В сносе старой Москвы роль Хрущева не была ведущей, однако он и не противился этому. «Мы рубим деревья, — говорил он на пленуме ЦК в 1937 году, — мы рубим там, где надо, чтобы перестроить город Москву, чтобы это была столица, а не деревня и чтобы покончить с мнением, что Москва — это большая деревня» 77.
«Некоторые большевики, — добавлял он на городской партконференции в том же году, — проливают слезы и говорят: „Смотрите, что же вы сносите?!“ Я бы сказал… такие вот слезы и рыдания мне очень напоминают героев „Вишневого сада“… Мы не можем ставить интересы людей, живущих здесь или там, выше интересов целого города» 78.
Сталин поощрял презрение своих приспешников к старине, однако, когда его ушей достигали жалобы, легко сваливал всю вину на них. Однажды известный авиаконструктор Александр Яковлев был на приеме у Сталина и после обсуждения деловых вопросов у них завязался разговор. Сталин спросил, что говорят москвичи, и, видя, что вождь в хорошем настроении, Яковлев осмелился заметить, что люди недовольны уничтожением парков и зеленых аллей и говорят: «Это оттого, что вождь не любит деревьев». Сталин в ответ обвинил во всем Хрущева и Булганина. Он, мол, однажды указал им на какой-то неприглядный куст и заметил: «Такая зелень нам в городе не нужна… Но Хрущев и Булганин поняли мои слова по-своему, по пословице: „Заставь дурака богу молиться, он и лоб расшибет“. Вот видишь, Молотов? — добавил он, обращаясь к стоящему рядом предсовмина. — Что они ни натворят, за все мы в ответе» 79.
Вскоре после XVII съезда партии (1934 год), на котором Хрущев произнес речь, восхваляющую «нашего гениального вождя товарища Сталина» и заверяющую в «принципиальной, идеологической солидарности Московской партийной организации под умелым руководством Лазаря Моисеевича Кагановича» 80, диктатор начал готовить новую кампанию против тех, кто осмеливался ему противостоять. 1 декабря 1934 года в Ленинграде был убит Киров 81. Вскоре после этого, без консультаций с Политбюро, Сталин издал указ, ускоряющий следствие по делам, связанным с террористическими актами, и потребовал, чтобы смертные приговоры по таким делам выносились «незамедлительно» 82. На основании этого указа было возбуждено множество дел о «контрреволюционных преступлениях», в том числе и не имеющих ничего общего с убийством Кирова; по большинству из них были вынесены смертные приговоры 83. В январе 1935 года партийные организации получили секретное письмо ЦК, предписывавшее вычищать из партии замаскировавшихся оппозиционеров всех мастей. Следом началась волна арестов, названная в лагерях «кировским потоком». Несколько десятков тысяч человек (в основном бывшие аристократы, купцы, чиновники и их семьи, но также и рабочие, и крестьяне) были выселены из Ленинграда, немного меньше — из Москвы 84. Внутрипартийная чистка, проведенная в столице в 1935 году, закончилась исключением из партии 7,5 % партийцев — как бывших оппозиционеров, так и ничем не запятнанных коммунистов 85.

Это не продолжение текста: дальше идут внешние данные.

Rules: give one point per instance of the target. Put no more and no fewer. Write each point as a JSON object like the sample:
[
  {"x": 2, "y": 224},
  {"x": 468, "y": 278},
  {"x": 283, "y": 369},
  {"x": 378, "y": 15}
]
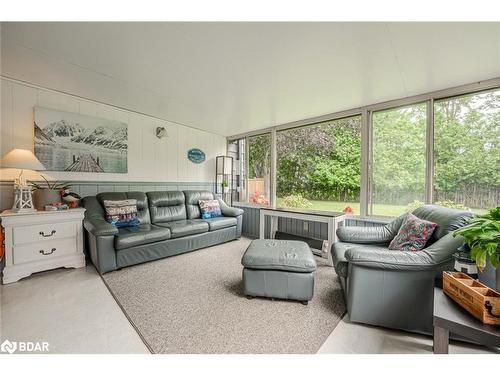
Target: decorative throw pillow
[
  {"x": 122, "y": 213},
  {"x": 413, "y": 234},
  {"x": 210, "y": 209}
]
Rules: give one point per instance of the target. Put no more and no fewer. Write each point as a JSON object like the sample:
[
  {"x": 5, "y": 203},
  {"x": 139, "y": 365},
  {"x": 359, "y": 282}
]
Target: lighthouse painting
[{"x": 72, "y": 142}]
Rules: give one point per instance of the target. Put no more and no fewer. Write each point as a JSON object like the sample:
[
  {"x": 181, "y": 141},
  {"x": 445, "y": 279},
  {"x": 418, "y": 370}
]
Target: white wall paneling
[{"x": 149, "y": 158}]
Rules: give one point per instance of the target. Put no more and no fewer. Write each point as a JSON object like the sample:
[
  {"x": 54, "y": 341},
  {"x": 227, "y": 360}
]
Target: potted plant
[
  {"x": 48, "y": 193},
  {"x": 482, "y": 235}
]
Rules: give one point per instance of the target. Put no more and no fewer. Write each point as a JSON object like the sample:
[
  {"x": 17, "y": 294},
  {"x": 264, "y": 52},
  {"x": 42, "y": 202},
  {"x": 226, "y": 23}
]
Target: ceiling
[{"x": 230, "y": 78}]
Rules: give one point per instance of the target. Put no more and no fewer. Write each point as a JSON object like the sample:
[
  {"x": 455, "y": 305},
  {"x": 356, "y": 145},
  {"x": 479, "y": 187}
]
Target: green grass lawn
[{"x": 378, "y": 209}]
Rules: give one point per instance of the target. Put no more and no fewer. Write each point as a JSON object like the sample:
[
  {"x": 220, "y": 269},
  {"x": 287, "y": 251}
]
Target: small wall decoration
[
  {"x": 72, "y": 142},
  {"x": 161, "y": 132},
  {"x": 196, "y": 155}
]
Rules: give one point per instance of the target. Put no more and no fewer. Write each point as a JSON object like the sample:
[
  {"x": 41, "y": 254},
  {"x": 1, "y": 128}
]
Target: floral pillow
[
  {"x": 122, "y": 213},
  {"x": 210, "y": 208},
  {"x": 413, "y": 234}
]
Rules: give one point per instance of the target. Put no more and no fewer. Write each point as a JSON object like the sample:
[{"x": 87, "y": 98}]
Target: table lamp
[{"x": 22, "y": 159}]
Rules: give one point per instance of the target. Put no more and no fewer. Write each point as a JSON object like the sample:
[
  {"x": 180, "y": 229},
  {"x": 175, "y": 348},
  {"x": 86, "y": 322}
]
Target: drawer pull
[
  {"x": 48, "y": 235},
  {"x": 44, "y": 253}
]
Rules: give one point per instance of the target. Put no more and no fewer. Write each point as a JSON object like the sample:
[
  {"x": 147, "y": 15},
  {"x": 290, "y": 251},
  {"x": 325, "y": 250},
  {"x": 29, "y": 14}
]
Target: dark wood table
[{"x": 449, "y": 316}]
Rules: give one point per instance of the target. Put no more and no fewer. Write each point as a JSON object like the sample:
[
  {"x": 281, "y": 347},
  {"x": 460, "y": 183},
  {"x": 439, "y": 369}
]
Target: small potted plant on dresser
[
  {"x": 482, "y": 235},
  {"x": 48, "y": 193}
]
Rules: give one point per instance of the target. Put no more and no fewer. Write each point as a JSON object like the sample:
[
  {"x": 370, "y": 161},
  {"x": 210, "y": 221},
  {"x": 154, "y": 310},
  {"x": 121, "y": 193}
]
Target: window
[
  {"x": 236, "y": 149},
  {"x": 398, "y": 160},
  {"x": 318, "y": 166},
  {"x": 467, "y": 151},
  {"x": 259, "y": 169}
]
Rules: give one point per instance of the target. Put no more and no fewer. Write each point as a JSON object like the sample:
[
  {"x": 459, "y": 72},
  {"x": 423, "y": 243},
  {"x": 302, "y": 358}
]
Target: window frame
[{"x": 366, "y": 113}]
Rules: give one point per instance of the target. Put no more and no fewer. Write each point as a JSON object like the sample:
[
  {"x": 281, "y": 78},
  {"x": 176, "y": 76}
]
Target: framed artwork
[{"x": 72, "y": 142}]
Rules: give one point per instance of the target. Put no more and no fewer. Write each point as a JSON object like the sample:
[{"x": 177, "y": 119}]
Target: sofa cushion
[
  {"x": 182, "y": 228},
  {"x": 340, "y": 263},
  {"x": 122, "y": 213},
  {"x": 209, "y": 208},
  {"x": 192, "y": 198},
  {"x": 142, "y": 202},
  {"x": 279, "y": 255},
  {"x": 166, "y": 206},
  {"x": 221, "y": 222},
  {"x": 140, "y": 235}
]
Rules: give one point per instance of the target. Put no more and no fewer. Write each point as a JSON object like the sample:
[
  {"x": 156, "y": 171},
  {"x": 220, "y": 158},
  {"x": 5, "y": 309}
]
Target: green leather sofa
[
  {"x": 171, "y": 224},
  {"x": 392, "y": 288}
]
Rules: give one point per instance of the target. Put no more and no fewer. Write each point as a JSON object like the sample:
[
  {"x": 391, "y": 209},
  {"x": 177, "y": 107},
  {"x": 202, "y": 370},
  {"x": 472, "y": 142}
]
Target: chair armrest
[
  {"x": 229, "y": 211},
  {"x": 99, "y": 227},
  {"x": 371, "y": 235},
  {"x": 365, "y": 235},
  {"x": 390, "y": 259}
]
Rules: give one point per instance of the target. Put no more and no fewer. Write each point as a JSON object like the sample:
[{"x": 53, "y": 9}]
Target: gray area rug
[{"x": 194, "y": 303}]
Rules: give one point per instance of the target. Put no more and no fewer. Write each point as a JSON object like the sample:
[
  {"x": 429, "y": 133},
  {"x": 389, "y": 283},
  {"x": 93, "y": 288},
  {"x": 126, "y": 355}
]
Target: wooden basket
[{"x": 479, "y": 300}]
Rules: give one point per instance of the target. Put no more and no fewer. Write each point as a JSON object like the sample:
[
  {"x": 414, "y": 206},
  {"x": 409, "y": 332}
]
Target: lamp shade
[{"x": 21, "y": 159}]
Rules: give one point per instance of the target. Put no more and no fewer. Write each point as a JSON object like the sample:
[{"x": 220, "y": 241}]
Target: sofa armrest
[
  {"x": 94, "y": 220},
  {"x": 99, "y": 227},
  {"x": 229, "y": 211}
]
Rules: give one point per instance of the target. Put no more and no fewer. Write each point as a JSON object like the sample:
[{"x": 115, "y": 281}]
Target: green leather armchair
[{"x": 392, "y": 288}]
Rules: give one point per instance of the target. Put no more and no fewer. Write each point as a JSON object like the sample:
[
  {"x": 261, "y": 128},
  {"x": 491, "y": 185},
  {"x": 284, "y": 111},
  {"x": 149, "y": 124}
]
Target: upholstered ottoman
[{"x": 279, "y": 269}]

В январе 1935 года Зиновьев, Каменев и еще семнадцать человек были арестованы по обвинению в создании «Московского центра», вовлеченного в убийство Кирова. Пока что все они были приговорены к тюремному заключению сроком от пяти до десяти лет. Период с июля 1935-го по август 1936 года стал «затишьем перед бурей». Именно в это время была принята новая советская конституция, написанная в основном Бухариным: в ней громогласно декларировались всевозможные права и свободы советских граждан. Тем временем Сталин тайно готовил новый суд над Зиновьевым, Каменевым и другими членами воображаемого «троцкистско-зиновьевского центра», на этот раз — на основании вымученных под пытками признаний в подготовке к убийству не только Кирова, но и самого Сталина.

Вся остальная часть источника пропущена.